Publicado 21/04/2026 05:10

O comissário europeu para a Justiça alerta para os riscos das redes sociais para os menores: "Eles devem estar protegidos"

Bruxelas prepara uma Lei de Equidade Digital para reforçar a proteção dos consumidores na Internet

O Comissário Europeu para a Democracia, Justiça, Estado de Direito e Proteção do Consumidor, Michael McGrath, durante um café da manhã informativo organizado pela Europa Press, em 21 de abril de 2026, em Madri (Espanha).
Jesús Hellín - Europa Press

BRUXELAS, 21 abr. (EUROPA PRESS) -

O comissário europeu para a Democracia, Justiça e Estado de Direito, Michael McGrath, alertou nesta terça-feira sobre os riscos das redes sociais para os menores e defendeu o reforço de sua proteção diante do aumento da desinformação e da manipulação online.

Durante sua participação no Desayunos Informativos da Europa Press em Madri, McGrath destacou que o ambiente digital está apresentando novos riscos para os cidadãos, especialmente para os mais jovens, e ressaltou a necessidade de atualizar as normas europeias.

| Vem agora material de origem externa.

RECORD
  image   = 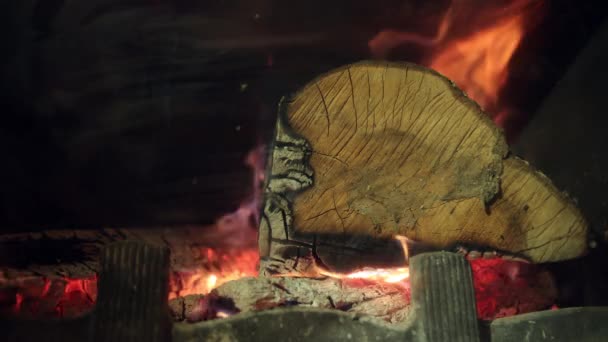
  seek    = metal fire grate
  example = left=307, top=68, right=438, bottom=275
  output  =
left=0, top=242, right=608, bottom=342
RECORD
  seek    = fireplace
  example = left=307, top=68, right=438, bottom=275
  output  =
left=0, top=0, right=608, bottom=341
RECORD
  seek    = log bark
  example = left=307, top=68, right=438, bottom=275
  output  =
left=169, top=277, right=411, bottom=323
left=259, top=62, right=587, bottom=273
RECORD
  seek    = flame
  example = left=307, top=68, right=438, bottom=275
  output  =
left=368, top=0, right=541, bottom=126
left=169, top=248, right=259, bottom=299
left=429, top=9, right=524, bottom=123
left=315, top=235, right=410, bottom=284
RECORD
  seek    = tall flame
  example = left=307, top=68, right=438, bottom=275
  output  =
left=429, top=10, right=524, bottom=124
left=369, top=0, right=541, bottom=125
left=316, top=235, right=410, bottom=284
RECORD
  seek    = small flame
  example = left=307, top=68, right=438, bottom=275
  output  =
left=316, top=235, right=410, bottom=284
left=169, top=248, right=259, bottom=299
left=429, top=10, right=524, bottom=119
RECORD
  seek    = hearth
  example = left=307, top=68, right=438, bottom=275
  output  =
left=0, top=0, right=608, bottom=341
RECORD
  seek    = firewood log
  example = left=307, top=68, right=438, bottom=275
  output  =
left=259, top=62, right=587, bottom=273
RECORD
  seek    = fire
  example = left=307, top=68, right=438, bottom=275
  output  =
left=369, top=0, right=541, bottom=126
left=169, top=248, right=259, bottom=299
left=316, top=235, right=410, bottom=284
left=429, top=10, right=524, bottom=124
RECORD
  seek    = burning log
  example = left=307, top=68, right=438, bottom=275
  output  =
left=170, top=277, right=411, bottom=323
left=259, top=62, right=587, bottom=274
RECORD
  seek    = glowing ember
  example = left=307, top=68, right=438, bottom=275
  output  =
left=369, top=0, right=541, bottom=125
left=316, top=235, right=410, bottom=284
left=169, top=248, right=259, bottom=299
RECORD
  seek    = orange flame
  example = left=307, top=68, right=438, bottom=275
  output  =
left=316, top=235, right=410, bottom=284
left=429, top=10, right=524, bottom=124
left=369, top=0, right=541, bottom=125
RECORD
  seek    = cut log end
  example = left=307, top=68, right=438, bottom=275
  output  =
left=260, top=62, right=586, bottom=262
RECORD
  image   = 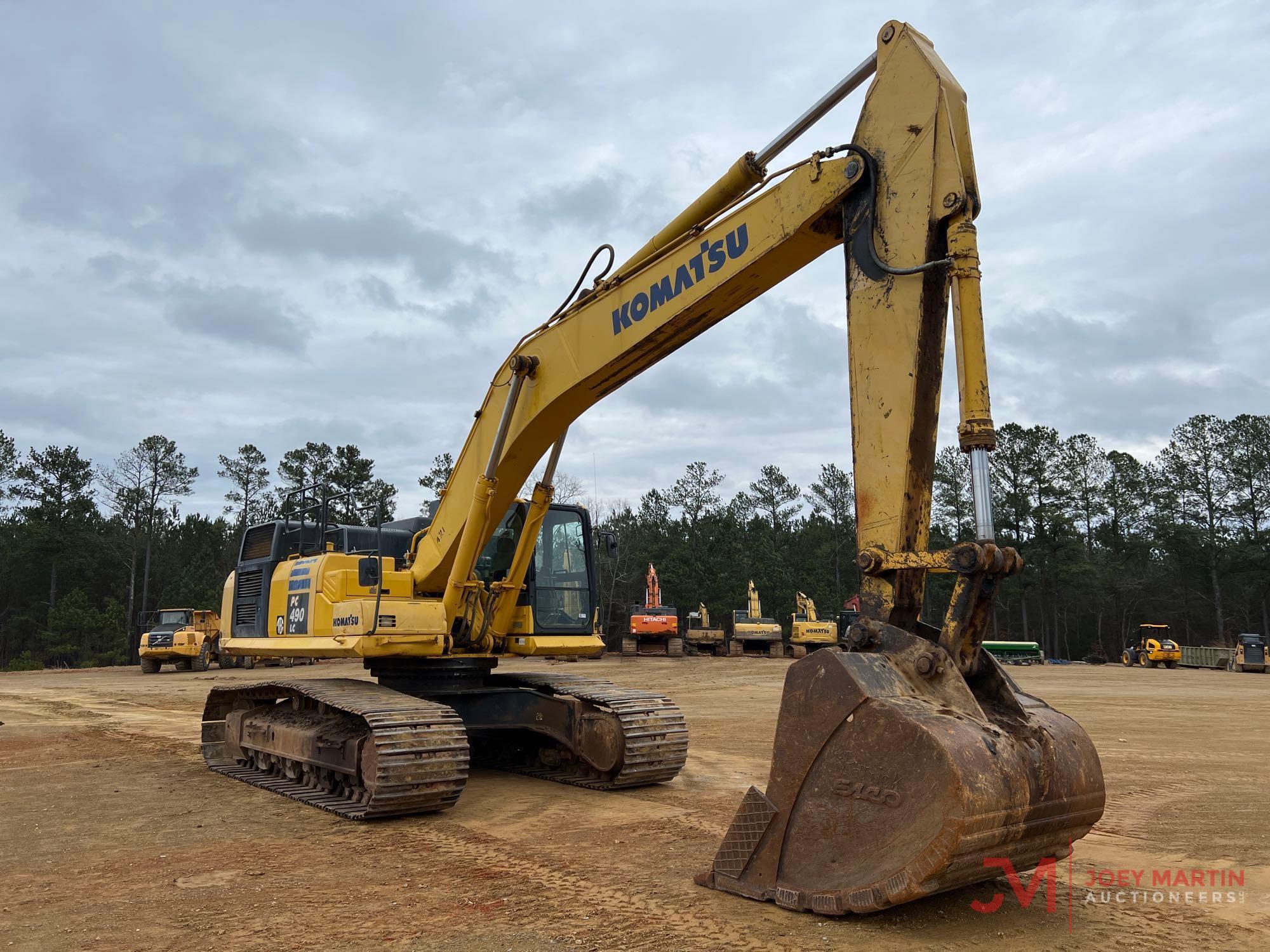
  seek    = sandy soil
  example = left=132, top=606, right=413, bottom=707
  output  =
left=0, top=658, right=1270, bottom=951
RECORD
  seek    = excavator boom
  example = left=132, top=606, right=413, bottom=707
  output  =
left=203, top=20, right=1105, bottom=914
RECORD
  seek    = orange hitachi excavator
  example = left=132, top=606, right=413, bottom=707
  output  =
left=622, top=562, right=683, bottom=658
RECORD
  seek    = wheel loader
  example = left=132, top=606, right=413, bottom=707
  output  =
left=683, top=602, right=728, bottom=655
left=790, top=592, right=838, bottom=658
left=728, top=580, right=785, bottom=658
left=622, top=562, right=683, bottom=658
left=137, top=608, right=232, bottom=674
left=1120, top=625, right=1182, bottom=668
left=202, top=20, right=1105, bottom=915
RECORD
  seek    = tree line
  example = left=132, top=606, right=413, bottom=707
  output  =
left=0, top=432, right=396, bottom=670
left=597, top=414, right=1270, bottom=659
left=0, top=414, right=1270, bottom=669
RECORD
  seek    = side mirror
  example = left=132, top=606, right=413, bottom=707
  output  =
left=357, top=556, right=380, bottom=589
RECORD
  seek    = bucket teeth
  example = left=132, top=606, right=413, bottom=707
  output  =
left=714, top=787, right=776, bottom=880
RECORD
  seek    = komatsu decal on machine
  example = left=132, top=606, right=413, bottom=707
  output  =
left=203, top=20, right=1105, bottom=914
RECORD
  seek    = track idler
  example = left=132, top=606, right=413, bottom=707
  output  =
left=697, top=621, right=1105, bottom=915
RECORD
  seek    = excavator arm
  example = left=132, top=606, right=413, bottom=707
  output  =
left=410, top=22, right=1021, bottom=668
left=644, top=562, right=662, bottom=608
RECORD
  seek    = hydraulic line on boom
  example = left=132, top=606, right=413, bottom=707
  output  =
left=203, top=20, right=1105, bottom=915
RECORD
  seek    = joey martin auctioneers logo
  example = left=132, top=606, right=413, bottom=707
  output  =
left=970, top=854, right=1247, bottom=930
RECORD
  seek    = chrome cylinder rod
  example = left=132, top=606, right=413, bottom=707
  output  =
left=970, top=447, right=994, bottom=542
left=538, top=426, right=569, bottom=486
left=485, top=369, right=525, bottom=480
left=756, top=51, right=878, bottom=168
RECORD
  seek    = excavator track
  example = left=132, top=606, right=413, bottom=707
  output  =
left=490, top=674, right=688, bottom=790
left=203, top=678, right=470, bottom=820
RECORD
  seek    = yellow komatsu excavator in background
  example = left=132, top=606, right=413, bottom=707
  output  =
left=203, top=20, right=1105, bottom=914
left=683, top=602, right=728, bottom=655
left=790, top=592, right=838, bottom=658
left=728, top=580, right=785, bottom=658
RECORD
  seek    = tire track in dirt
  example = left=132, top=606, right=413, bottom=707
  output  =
left=404, top=820, right=782, bottom=952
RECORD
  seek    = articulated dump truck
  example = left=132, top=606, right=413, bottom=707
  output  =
left=190, top=20, right=1105, bottom=915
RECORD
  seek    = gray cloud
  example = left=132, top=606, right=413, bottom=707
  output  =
left=164, top=284, right=309, bottom=357
left=234, top=204, right=499, bottom=287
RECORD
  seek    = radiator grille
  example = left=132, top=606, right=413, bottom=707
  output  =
left=241, top=522, right=274, bottom=562
left=234, top=569, right=264, bottom=599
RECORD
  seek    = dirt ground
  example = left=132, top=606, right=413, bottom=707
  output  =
left=0, top=658, right=1270, bottom=952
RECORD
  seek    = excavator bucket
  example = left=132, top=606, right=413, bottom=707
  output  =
left=697, top=619, right=1105, bottom=915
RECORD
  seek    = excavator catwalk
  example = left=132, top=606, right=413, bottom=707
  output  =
left=203, top=20, right=1105, bottom=914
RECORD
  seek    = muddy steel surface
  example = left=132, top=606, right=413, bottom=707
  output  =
left=0, top=656, right=1270, bottom=952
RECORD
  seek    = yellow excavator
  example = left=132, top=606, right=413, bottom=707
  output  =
left=790, top=592, right=838, bottom=659
left=728, top=579, right=785, bottom=658
left=203, top=20, right=1105, bottom=914
left=683, top=602, right=728, bottom=655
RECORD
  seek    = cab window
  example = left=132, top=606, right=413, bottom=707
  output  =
left=533, top=509, right=591, bottom=631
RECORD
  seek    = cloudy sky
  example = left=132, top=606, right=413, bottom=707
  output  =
left=0, top=0, right=1270, bottom=523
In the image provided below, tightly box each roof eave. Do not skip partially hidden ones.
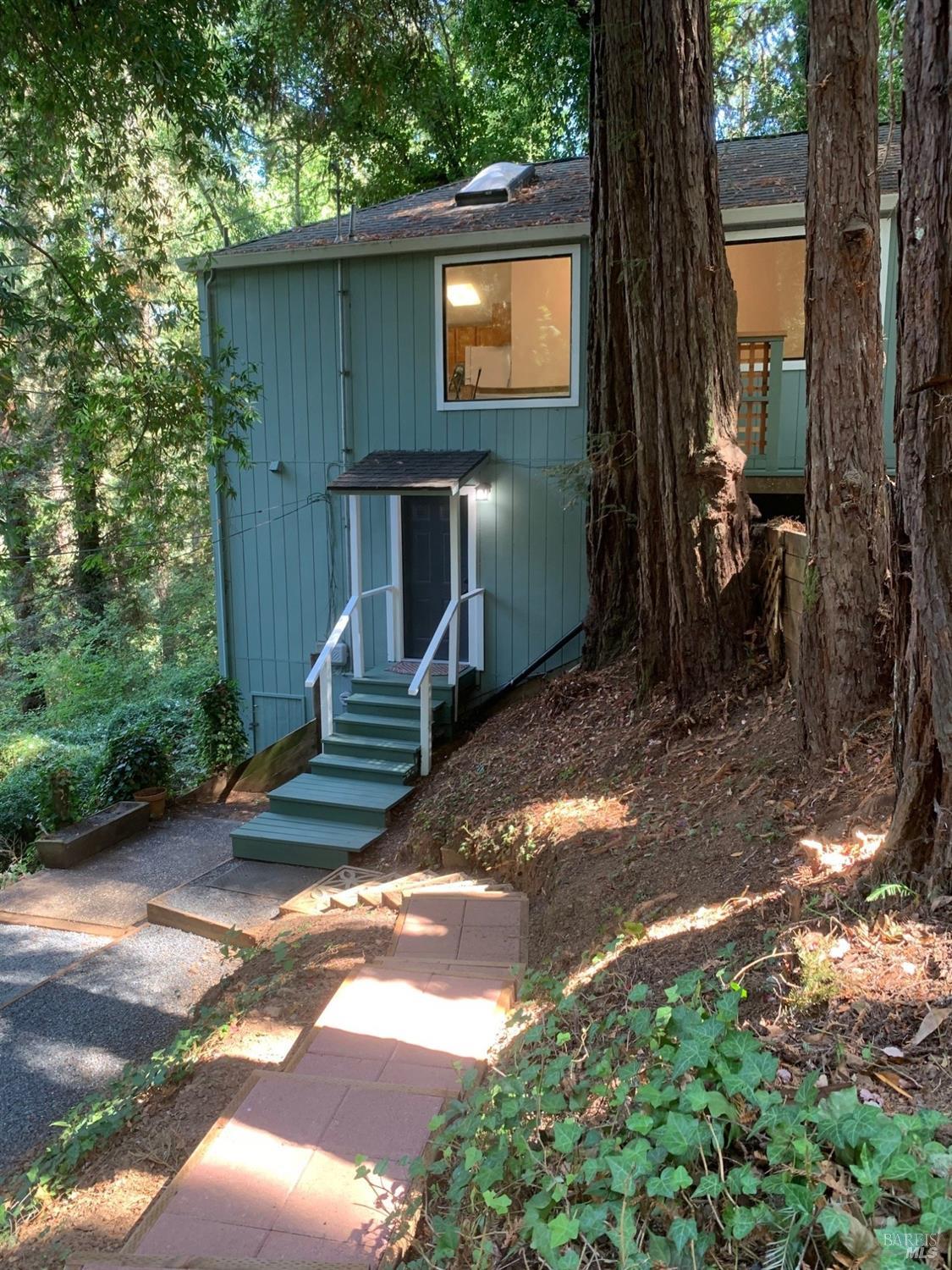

“O que é ilegal fora da Internet deve ser ilegal também na Internet”, afirmou, ao mesmo tempo em que alertou sobre práticas como designs viciantes, padrões enganosos ou o uso de dados pessoais para influenciar o comportamento dos usuários.

Nesse sentido, destacou que a Comissão Europeia, presidida por Ursula von der Leyen, está trabalhando em uma futura Lei de Equidade Digital que abordará esses desafios e também reforçará a proteção dos consumidores no ambiente online.

O político irlandês colocou o foco na proteção dos menores e reconheceu que o debate sobre possíveis restrições ao uso das redes sociais está ganhando força na Europa e internacionalmente. “As crianças devem estar tão protegidas no ambiente digital quanto estão fora dele”, sublinhou.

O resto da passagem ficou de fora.